It came to my attention that last week’s post had a spelling error. I apologize. But that won’t stop me or you from correcting and writing more. I’m often asked about memoirs. Don’t you have to have a photographic memory to write one? Well, no. As someone (I can’t remember who) said, “It’s not a deposition. It’s a memoir.” Below is my fictional obituary for Pilard Rogers, who died December 21, 2001. The person who sparked my story is alive and well, but she did inspire me.
So here’s my next installment of Repurposed Darlings. Up next: DON’T BUILD YOUR HOUSE ON RENTED LAND.
Pilard Rogers had beautiful hair. Everyone thought so. She was blond –- not too white or yellow. Her hairdresser had used two parts lowlight to one part highlight. He said it gave her a very natural look.
Great hair was important to Pilard. She understood how to get it and how to use it. She spared no expense because her hair was her insurance. Men love great hair and she knew that, if she had to, Pilard could use her hair to get a man to love her, adore her, and support her.
Pilard was from a prominent New York family. Her father, the world-renowned architect Oscar Rogers, has a full head of hair. Her mother, Isabel, a famous portrait photographer whose photos are in sixty-three museums worldwide, including the permanent collection at the Guggenheim, also has great hair, though not as great as Pilard’s was. Her parents had been known to supper in small groups that included Joan Didion, Vaclav Havel, and Steve Martin. Oscar Rogers has been on the Charlie Rose show twice. They never thought anything like this could happen to them.
Pilard had just graduated from N.Y.U. film school and moved to Los Angeles. Her father helped her rent a fantastic beach house in Malibu. Pilard’s hair looked great in the Southern California light. She was about to start an internship at Julia Roberts’s production company. Pilard was sure she and Julia would get along famously.
For a while, before she knew she had the gig with Julia, it looked like Pilard might get an internship at Robert Altman’s company. Pilard loved talking to her film school friends about Altman, and she knew they thought that working for the director would be a huge help to her, but she was really pulling for the Julia internship to come through. Julia would surely have a good hairdresser, and that alone would be worth it. Besides, wasn’t Altman like seventy? How could he appreciate a girl like Pilard?

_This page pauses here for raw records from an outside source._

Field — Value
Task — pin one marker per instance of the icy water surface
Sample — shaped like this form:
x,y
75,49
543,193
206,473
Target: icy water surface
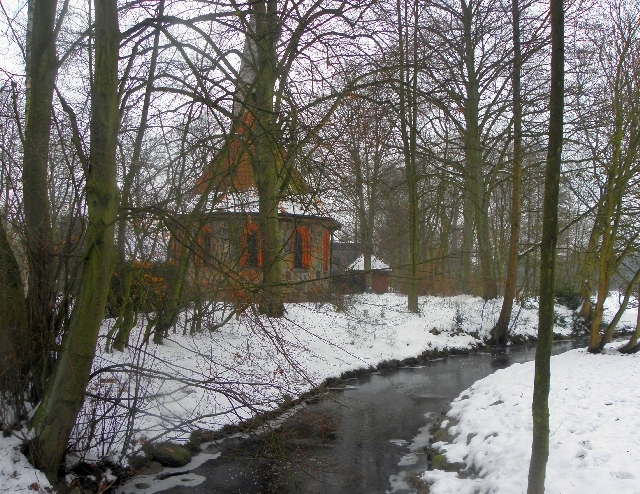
x,y
365,439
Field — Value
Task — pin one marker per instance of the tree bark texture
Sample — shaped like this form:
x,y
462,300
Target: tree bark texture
x,y
126,315
475,180
542,382
632,345
500,332
57,413
14,339
42,67
266,151
408,86
608,333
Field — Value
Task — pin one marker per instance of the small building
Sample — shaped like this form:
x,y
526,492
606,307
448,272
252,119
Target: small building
x,y
224,237
356,275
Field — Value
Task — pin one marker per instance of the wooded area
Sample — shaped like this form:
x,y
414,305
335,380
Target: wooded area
x,y
421,126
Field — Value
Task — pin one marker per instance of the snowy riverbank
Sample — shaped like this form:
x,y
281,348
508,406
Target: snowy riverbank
x,y
252,364
594,448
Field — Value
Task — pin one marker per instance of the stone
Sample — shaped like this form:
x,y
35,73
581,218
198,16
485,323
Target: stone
x,y
138,461
437,462
441,435
169,454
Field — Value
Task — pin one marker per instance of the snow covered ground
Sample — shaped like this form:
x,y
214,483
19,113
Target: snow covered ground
x,y
594,448
594,445
251,364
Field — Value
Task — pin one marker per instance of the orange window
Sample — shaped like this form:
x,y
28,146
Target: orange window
x,y
326,250
251,247
301,254
205,246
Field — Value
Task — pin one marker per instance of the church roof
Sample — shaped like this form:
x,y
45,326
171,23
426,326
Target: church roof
x,y
376,264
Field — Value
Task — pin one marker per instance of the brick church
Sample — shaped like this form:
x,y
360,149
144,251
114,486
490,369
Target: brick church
x,y
225,241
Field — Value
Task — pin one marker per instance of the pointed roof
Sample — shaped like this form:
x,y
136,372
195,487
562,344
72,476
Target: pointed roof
x,y
376,264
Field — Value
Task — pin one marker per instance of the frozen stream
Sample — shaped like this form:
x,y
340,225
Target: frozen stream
x,y
365,439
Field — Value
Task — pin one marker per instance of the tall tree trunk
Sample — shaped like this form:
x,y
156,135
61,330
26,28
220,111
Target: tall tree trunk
x,y
542,383
606,260
267,155
588,269
632,345
42,66
467,240
500,331
14,339
608,333
126,315
475,182
408,86
64,396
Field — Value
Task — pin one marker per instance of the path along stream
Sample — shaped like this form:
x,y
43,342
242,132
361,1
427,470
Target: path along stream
x,y
368,438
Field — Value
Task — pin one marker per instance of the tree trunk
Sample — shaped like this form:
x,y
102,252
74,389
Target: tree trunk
x,y
587,271
500,331
542,383
42,67
14,339
64,396
266,154
126,315
632,345
474,160
608,333
408,86
467,241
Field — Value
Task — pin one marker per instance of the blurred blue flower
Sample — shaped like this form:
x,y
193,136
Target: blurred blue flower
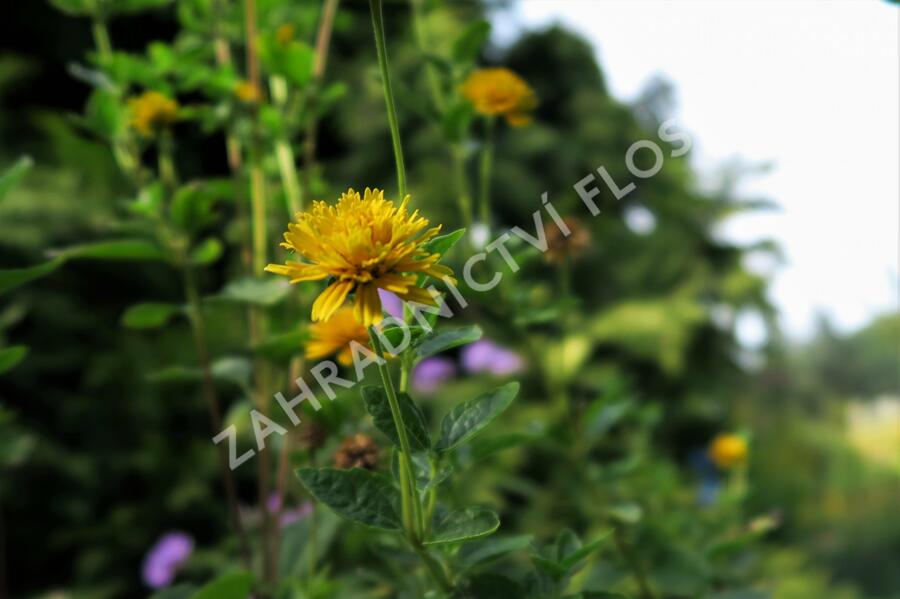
x,y
709,484
486,356
431,372
165,558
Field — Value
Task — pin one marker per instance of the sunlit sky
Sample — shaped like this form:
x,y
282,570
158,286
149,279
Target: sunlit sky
x,y
811,87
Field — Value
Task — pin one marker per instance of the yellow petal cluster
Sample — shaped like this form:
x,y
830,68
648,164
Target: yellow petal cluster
x,y
361,244
728,450
247,92
334,336
500,92
151,111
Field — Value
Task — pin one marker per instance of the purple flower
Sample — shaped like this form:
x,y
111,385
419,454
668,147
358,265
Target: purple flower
x,y
431,372
291,516
486,356
392,303
165,558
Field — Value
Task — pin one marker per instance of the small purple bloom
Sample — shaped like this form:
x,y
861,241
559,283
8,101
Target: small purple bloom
x,y
486,356
291,516
392,303
165,558
431,372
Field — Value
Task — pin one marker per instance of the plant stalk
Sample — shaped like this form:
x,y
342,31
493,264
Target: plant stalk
x,y
487,162
198,330
637,570
381,50
410,504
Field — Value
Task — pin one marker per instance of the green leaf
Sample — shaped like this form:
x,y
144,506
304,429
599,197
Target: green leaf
x,y
456,121
468,45
73,7
468,419
359,495
485,550
121,249
105,114
10,279
11,356
463,525
256,292
575,555
206,252
283,346
234,585
14,174
447,340
413,419
441,245
149,315
193,203
626,513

LA was the right place for Pilard. She felt it in her roots. It wasn’t really that she wanted to direct movies, although that’s what she told everyone who would listen. It was that LA could give her a chance to feel special, and like she belonged. All her life she felt like a fraud. She was beautiful and smart, but deep down she never felt that anyone loved her enough to make her real, like the Velveteen Rabbit or Pinocchio. She lived in the shadow of her parents, not in the light of their love.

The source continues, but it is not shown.